An der Theke versammeln sich gerne die anwesenden Stammkunden zu einem Familienfoto. An diesem Tag sitzen viele Gäste im kleinen Vorgarten, um die Sonnenstrahlen in den frühen Abendstunden zu genießen.

Rocchigiani und viele Familienfeiern

In diesem Lokal hat schon die Hochzeitsfeier der Eltern, die Feier zur Einsegnung und die Feier zum 18. Geburtstag von Katharina Jeske stattgefunden. Aber auch ihr Sohn hat seinen 18. Geburtstag im „Meet one“ gefeiert: „Ganz groß wurde der 65. Geburtstag meiner Oma gefeiert.“ Zu diesem Zeitpunkt wurde Graciano Rocchigiani Box-Weltmeister. Sie erinnert sich noch gut daran, dass der Box-Profi ab und an das Lokal besucht hat: „Gerade kürzlich war er mit seinem Bruder bei mir.“ Die frühen Fotos vom Weltmeister hat sie, trotz intensiver Suche mit ihrer Mutter, nicht gefunden: „Ich kann mich noch gut erinnern. Er hatte sein Weltmeisterauto direkt vor der Tür abgestellt.“ 1988 wurde Rocchigiani nach Max Schmeling und Eckard Dagge der dritte und damit der jüngste deutsche Boxweltmeister.
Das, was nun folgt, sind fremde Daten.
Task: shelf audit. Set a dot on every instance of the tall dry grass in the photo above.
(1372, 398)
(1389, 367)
Abschied und ein Neuanfang

In Facebook ist das „Meet one“ vertreten und verabschiedet sich über dieses soziale Netzwerk: „Zeit zu gehen ... auch wir sind vom Dresdner-Bahn-Ausbau in Lichtenrade betroffen und müssen leider unseren Laden nach 40 Jahren im Familienbesitz und in dritter Generation schließen. Schweren Herzens stellen wir Ende Juli 2018 den Betrieb ein.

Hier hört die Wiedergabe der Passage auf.